This weekend, the United Conservative Party of Alberta will hold its annual general meeting and vote on 20 policy resolutions, including to challenge anti-racism education initiatives and review utility transportation fees.
This is the first conference of the party headed by Premier Danielle Smith. According to the UCP, constituency associations and the party’s policy and governance committee drafted the resolutions to be heard on Saturday.
After being drafted, each policy idea was then reviewed by individual members using the party’s online filing tool.
“Thousands of members got involved and told us their likes and dislikes,” Joe Friesenhan, UCP’s vice president of policy and governance, said in the policy manual.
“The political resolutions you see come directly from that list of priorities,” Friesenhan added.
The potential adoption of these resolutions by party members present at the AGM does not guarantee that they will become debated proposals in the Legislative Assembly.
Here are some of the political resolutions and what you need to know.
The Edmonton West Henday Constituency Association is proposing that the UCP “end the practice” of teaching students that they have privilege because of their “ethnic heritage”.
The resolution adds that there should be no differential treatment of students on the basis of ethnic heritage and seeks to prohibit the teaching of several concepts, “whether advanced under the title of so-called critical race theory, intersectionality, anti-racism, diversity and inclusion or another name.”
Concepts should not include that “all of society is a racist system” or that segments of the population “carry historical guilt because of said ethnic heritage”.
The rationale points to an incident last year when the Edmonton Public School Division reported a “hate-filled” Instagram account called the “Scona White Student Alliance” to police.
One post from that account said in part that “white lives matter,” while another also said that “society is dominated by victimization and anti-white racism.”
At the time, the school principal denounced the account and said there was no tolerance for posts that made students “feel unsafe” or “unwanted” at school.
“A public education system should not be ideological in its outlook or focused on promoting a political message to impressionable students,” the resolution’s rationale adds.
“The goals of our education system should be focused on teaching literacy, numeracy and be skill and knowledge based.”
DEVELOP COMMODITY EXPORTS
Resolution 1 proposes to create a transportation utility corridor from Alberta to the Port of Churchill, Manitoba on the shores of Hudson Bay to facilitate the shipment of oil and gas.
The policy proposal, drafted by the riding of Edmonton Centre, says the government would liaise with Saskatchewan and Manitoba to secure the “grand nation-building project.”
“Modern marine technology allows ships to traverse (sic) Hudson Bay in first-year ice,” the rationale reads.
“Alberta must do its part to help European states break their dependence on Russian oil and gas.”
The second resolution, proposed by the Cardston Siksika riding association, would call on the province to protect agribusinesses from “harmful” federal regulations.
“Alberta is a world leader in agribusiness and efficient farming practices,” the rationale states. “The federal government is threatening the ability of agribusiness to cut fertilizers and other modern farming practices under the false name of climate change.”
He argues that modern farming practices have evolved to balance production and security, and that any harmful change threatens the world’s food supply.
ELECTRICITY COSTS AND SUPPLEMENTS
Another resolution calls on the UCP to overhaul the electricity pricing system to reduce transmission and distribution costs.
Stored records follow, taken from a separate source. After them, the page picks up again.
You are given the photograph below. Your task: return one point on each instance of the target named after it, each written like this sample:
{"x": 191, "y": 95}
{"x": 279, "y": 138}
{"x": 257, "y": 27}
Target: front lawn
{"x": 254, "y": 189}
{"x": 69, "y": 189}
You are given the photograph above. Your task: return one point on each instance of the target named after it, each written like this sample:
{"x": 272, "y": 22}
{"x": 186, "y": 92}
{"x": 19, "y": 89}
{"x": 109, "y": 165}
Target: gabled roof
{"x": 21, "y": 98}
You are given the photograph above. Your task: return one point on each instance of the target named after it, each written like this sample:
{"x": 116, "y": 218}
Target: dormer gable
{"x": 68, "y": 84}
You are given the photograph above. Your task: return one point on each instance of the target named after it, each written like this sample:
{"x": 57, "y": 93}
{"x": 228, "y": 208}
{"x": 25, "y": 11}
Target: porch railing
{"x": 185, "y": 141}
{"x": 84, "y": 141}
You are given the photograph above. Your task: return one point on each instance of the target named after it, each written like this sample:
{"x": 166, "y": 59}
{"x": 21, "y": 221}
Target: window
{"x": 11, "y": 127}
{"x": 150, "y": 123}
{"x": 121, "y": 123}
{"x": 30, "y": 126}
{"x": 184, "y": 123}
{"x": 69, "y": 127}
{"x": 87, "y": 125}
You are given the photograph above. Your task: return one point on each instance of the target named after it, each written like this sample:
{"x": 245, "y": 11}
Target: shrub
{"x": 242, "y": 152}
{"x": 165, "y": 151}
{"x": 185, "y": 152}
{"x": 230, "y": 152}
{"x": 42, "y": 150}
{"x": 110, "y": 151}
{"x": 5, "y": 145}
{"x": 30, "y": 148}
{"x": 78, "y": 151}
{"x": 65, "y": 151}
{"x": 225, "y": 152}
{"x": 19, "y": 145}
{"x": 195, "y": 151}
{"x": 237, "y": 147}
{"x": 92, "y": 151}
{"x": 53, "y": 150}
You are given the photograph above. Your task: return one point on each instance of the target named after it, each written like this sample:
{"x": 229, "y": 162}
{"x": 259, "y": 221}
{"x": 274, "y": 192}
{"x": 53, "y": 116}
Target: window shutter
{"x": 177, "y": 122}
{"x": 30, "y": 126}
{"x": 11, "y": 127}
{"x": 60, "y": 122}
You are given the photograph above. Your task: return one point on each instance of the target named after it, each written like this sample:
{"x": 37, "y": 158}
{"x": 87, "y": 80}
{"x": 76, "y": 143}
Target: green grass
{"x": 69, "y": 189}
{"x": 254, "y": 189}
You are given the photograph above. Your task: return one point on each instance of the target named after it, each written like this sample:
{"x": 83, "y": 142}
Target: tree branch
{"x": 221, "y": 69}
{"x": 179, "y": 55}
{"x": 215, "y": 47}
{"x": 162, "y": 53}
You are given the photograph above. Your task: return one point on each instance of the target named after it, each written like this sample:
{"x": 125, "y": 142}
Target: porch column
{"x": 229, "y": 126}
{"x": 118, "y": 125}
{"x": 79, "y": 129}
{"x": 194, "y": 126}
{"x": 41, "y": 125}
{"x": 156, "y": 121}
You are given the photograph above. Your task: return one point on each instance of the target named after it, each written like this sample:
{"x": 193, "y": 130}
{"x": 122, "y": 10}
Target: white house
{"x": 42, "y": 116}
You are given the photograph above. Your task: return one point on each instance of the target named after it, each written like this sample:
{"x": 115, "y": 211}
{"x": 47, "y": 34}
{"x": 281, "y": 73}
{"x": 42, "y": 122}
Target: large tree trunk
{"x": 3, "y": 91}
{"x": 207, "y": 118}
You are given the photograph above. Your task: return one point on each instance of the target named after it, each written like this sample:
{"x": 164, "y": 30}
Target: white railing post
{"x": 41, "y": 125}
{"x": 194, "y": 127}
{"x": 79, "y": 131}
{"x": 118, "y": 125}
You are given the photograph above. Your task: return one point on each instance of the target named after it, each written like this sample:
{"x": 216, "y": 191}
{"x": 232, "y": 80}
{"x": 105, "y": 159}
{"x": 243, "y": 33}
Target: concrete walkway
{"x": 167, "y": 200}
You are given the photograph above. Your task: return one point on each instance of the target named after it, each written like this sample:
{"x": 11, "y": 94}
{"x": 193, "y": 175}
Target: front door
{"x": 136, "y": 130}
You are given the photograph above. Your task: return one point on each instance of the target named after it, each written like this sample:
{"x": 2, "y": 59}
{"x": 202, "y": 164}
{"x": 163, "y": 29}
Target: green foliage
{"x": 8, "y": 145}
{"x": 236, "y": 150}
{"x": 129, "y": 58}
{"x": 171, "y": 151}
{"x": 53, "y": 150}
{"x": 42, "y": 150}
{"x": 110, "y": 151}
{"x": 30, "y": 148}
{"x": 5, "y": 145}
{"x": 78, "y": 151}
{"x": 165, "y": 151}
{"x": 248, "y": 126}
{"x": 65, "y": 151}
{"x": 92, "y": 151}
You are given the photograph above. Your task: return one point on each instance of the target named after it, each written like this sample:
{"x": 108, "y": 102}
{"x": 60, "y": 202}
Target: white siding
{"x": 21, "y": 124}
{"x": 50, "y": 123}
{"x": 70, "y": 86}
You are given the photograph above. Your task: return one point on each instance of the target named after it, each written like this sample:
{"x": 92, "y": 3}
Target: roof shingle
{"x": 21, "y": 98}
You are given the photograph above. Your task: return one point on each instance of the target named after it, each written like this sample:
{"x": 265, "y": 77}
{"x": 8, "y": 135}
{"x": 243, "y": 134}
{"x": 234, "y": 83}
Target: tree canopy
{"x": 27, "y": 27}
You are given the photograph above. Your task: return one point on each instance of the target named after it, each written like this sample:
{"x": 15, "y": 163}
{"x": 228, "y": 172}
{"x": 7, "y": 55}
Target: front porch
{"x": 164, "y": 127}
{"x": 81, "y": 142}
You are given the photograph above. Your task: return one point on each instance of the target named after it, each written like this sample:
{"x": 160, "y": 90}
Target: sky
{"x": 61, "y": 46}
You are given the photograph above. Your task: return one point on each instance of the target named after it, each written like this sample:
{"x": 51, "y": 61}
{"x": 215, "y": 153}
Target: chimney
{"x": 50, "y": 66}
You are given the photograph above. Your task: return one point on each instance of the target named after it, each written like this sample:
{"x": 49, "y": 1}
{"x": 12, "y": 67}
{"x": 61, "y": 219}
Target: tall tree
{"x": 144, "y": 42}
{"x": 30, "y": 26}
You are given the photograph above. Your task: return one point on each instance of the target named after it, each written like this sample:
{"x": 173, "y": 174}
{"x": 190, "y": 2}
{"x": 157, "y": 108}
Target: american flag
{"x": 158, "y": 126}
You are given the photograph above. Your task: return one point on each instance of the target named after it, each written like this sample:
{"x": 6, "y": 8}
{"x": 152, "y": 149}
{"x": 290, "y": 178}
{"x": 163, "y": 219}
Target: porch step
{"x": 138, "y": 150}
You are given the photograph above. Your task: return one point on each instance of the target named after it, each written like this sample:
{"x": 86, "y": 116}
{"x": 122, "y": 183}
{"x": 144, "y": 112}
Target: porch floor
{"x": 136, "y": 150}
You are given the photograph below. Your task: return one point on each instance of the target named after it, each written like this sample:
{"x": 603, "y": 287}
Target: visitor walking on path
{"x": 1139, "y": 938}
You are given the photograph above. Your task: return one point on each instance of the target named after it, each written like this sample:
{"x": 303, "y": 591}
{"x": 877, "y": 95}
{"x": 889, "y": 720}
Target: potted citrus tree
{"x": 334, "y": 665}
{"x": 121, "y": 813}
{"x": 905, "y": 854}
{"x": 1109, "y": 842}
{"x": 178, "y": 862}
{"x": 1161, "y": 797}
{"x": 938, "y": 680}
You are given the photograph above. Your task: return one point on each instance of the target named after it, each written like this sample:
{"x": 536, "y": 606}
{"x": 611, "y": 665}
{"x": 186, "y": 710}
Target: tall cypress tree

“We should be focused on ensuring the next generation is reliable and affordable for Albertans,” the rationale reads.
“The costs of moving the next generation to the distribution system should be kept as low as possible.”
The Vermillion-Lloydminster-Wainwright Constituency Association drafted the policy proposal.
REDUCE BUREAUCRACY AHS
The Calgary Fish Creek Riding Association has drafted a resolution calling for increased funding for preventative health care and the removal of barriers to care by reducing the number of managers in Alberta’s health services.
According to the resolution, the sunny list of AHS executives earning more than $140,000 a year should be reduced from over 900 to around 200.
“Alberta has the most expensive/least efficient system in Canada, making us one of the worst universal health care systems in the developed world,” the rationale reads, adding that managers and bureaucrats add “little” to productivity.
A different resolution, taken by the St. Albert Constituency Association, calls on the province to ensure that health practitioner licensing and credentials are “easily and efficiently” reviewed within a “period of time.” determined”.
The rationale indicates that this would help accelerate the ability of newcomers to Alberta to practice medicine.